Direktur Eksekutif Institute for Development of Economics and Finance (Indef) Tauhid Ahmad mengatakan kondisi perekonomian yang terdampak penyebaran virus korona lebih parah daripada kondisi pada krisis ekonomi 2008 silam.

Pada saat krisis ekonomi 2008 silam, ekonomi Indonesia justru mampu tumbuh 6,1 persen meskipun pada satu tahun setelahnya pertumbuhan terjun bebas menjadi 4,5 persen.

“Bila pada tahun 2008 krisis berawal dari sektor keuangan dan merembet ke beberapa sektor sehingga banyak kredit macet, pada kondisi saat ini dampak Covid-19 justru merembet ke semua sektor,” ujar Tauhid kepada Anadolu Agency, Senin.

Menurut dia, sektor yang paling terdampak adalah sektor jasa seperti hotel dan restoran, serta pada sektor industri akibat kesulitan mendapatkan bahan baku impor dan ditambah pada turunnya permintaan karena aktivitas dan konsumsi masyarakat yang turun.

“Sektor keuangan juga terdampak dengan nilai tukar yang melemah sehingga banyak sektor usaha yang terpukul dengan membengkaknya utang swasta dari luar negeri dalam mata uang asing yang terdampak depresiasi rupiah,” lanjut Tauhid.

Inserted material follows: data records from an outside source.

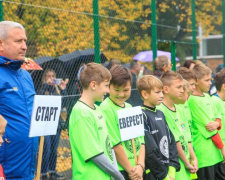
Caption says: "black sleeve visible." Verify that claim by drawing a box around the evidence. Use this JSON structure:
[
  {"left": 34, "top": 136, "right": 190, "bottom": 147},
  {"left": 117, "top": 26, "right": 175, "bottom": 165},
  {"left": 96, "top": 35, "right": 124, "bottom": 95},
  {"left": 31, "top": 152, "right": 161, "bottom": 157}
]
[
  {"left": 144, "top": 114, "right": 168, "bottom": 179},
  {"left": 167, "top": 126, "right": 180, "bottom": 171}
]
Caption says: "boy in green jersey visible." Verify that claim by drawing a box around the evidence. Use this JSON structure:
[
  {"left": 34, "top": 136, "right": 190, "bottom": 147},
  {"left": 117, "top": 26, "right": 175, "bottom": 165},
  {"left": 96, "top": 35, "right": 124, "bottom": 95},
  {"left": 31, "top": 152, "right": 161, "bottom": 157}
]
[
  {"left": 188, "top": 64, "right": 225, "bottom": 180},
  {"left": 101, "top": 65, "right": 145, "bottom": 180},
  {"left": 176, "top": 79, "right": 198, "bottom": 179},
  {"left": 177, "top": 67, "right": 197, "bottom": 135},
  {"left": 137, "top": 75, "right": 180, "bottom": 180},
  {"left": 158, "top": 71, "right": 197, "bottom": 180},
  {"left": 69, "top": 63, "right": 124, "bottom": 180},
  {"left": 211, "top": 69, "right": 225, "bottom": 178}
]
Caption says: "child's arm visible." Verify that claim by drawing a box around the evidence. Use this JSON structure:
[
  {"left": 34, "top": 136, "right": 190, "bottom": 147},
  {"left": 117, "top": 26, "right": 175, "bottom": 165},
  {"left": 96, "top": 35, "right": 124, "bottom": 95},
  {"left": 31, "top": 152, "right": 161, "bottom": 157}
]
[
  {"left": 177, "top": 142, "right": 194, "bottom": 170},
  {"left": 188, "top": 143, "right": 198, "bottom": 173},
  {"left": 167, "top": 126, "right": 180, "bottom": 179},
  {"left": 205, "top": 118, "right": 222, "bottom": 131},
  {"left": 92, "top": 154, "right": 124, "bottom": 180},
  {"left": 145, "top": 131, "right": 170, "bottom": 179},
  {"left": 211, "top": 133, "right": 225, "bottom": 159},
  {"left": 113, "top": 144, "right": 133, "bottom": 174},
  {"left": 129, "top": 144, "right": 145, "bottom": 179}
]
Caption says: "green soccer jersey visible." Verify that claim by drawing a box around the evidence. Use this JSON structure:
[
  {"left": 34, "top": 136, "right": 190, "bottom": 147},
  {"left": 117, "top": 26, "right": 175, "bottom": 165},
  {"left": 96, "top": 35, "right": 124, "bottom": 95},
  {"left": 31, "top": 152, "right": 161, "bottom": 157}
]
[
  {"left": 157, "top": 103, "right": 191, "bottom": 180},
  {"left": 100, "top": 98, "right": 144, "bottom": 171},
  {"left": 211, "top": 96, "right": 225, "bottom": 144},
  {"left": 177, "top": 101, "right": 192, "bottom": 142},
  {"left": 69, "top": 101, "right": 113, "bottom": 180},
  {"left": 188, "top": 94, "right": 223, "bottom": 168}
]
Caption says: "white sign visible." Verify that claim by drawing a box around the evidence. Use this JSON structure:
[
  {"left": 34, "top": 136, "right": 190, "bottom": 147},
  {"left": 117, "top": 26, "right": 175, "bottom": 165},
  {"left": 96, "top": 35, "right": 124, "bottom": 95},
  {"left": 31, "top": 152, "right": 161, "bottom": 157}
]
[
  {"left": 29, "top": 95, "right": 61, "bottom": 137},
  {"left": 117, "top": 106, "right": 144, "bottom": 141}
]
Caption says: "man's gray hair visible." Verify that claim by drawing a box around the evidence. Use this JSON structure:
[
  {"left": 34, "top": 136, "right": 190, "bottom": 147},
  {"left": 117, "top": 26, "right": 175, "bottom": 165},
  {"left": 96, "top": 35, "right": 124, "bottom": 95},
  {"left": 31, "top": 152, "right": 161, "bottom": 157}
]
[{"left": 0, "top": 21, "right": 25, "bottom": 40}]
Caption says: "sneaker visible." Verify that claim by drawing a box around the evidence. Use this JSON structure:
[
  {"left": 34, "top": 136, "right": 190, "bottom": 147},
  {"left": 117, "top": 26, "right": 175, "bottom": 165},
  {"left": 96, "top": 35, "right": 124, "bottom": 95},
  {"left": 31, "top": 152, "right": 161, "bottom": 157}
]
[{"left": 49, "top": 172, "right": 66, "bottom": 180}]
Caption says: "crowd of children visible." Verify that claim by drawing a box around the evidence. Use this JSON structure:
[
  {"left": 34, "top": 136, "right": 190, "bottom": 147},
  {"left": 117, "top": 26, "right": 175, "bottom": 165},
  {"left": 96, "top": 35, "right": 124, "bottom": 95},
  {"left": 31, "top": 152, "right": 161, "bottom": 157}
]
[
  {"left": 69, "top": 59, "right": 225, "bottom": 180},
  {"left": 0, "top": 58, "right": 225, "bottom": 180}
]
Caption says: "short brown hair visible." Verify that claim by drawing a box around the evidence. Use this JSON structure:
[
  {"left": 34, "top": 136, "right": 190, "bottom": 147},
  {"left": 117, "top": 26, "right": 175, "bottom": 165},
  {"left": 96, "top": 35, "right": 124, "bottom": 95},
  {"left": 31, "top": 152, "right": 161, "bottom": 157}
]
[
  {"left": 137, "top": 75, "right": 163, "bottom": 95},
  {"left": 160, "top": 71, "right": 183, "bottom": 86},
  {"left": 154, "top": 56, "right": 169, "bottom": 71},
  {"left": 192, "top": 64, "right": 212, "bottom": 79},
  {"left": 80, "top": 63, "right": 111, "bottom": 89},
  {"left": 177, "top": 67, "right": 197, "bottom": 81},
  {"left": 215, "top": 69, "right": 225, "bottom": 91},
  {"left": 110, "top": 65, "right": 132, "bottom": 87},
  {"left": 183, "top": 79, "right": 189, "bottom": 91},
  {"left": 183, "top": 60, "right": 196, "bottom": 69}
]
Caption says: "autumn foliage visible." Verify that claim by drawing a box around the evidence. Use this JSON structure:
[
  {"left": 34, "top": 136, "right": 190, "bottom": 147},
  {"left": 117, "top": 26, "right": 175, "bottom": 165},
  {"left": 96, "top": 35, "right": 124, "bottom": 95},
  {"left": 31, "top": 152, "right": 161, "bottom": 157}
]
[{"left": 3, "top": 0, "right": 222, "bottom": 62}]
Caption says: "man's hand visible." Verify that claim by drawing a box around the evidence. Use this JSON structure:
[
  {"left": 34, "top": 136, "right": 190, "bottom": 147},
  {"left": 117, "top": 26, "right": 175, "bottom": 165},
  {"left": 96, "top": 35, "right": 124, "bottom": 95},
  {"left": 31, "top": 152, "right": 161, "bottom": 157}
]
[
  {"left": 205, "top": 121, "right": 220, "bottom": 131},
  {"left": 129, "top": 165, "right": 143, "bottom": 180},
  {"left": 58, "top": 79, "right": 69, "bottom": 90}
]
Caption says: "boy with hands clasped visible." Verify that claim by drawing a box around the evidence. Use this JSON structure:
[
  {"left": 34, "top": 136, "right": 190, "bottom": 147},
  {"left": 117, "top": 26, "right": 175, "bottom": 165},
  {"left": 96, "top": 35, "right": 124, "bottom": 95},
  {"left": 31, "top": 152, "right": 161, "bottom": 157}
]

Tauhid mengatakan kondisi ini memang lebih berat dari 2008, namun belum lebih berat dari 1997-1998 akibat kondisi fundamental ekonomi saat itu yang sangat buruk pada struktur pertumbuhan ekonomi, struktur industri, serta anjloknya nilai tukar dan daya tahan perbankan yang tidak baik.

“Masalahnya, kalau pelemahan nilai tukar tidak segera selesai, cadangan devisa BI bisa habis digelontorkan untuk jaga stabilitas sehingga daya tahan tertekan,” imbuh dia.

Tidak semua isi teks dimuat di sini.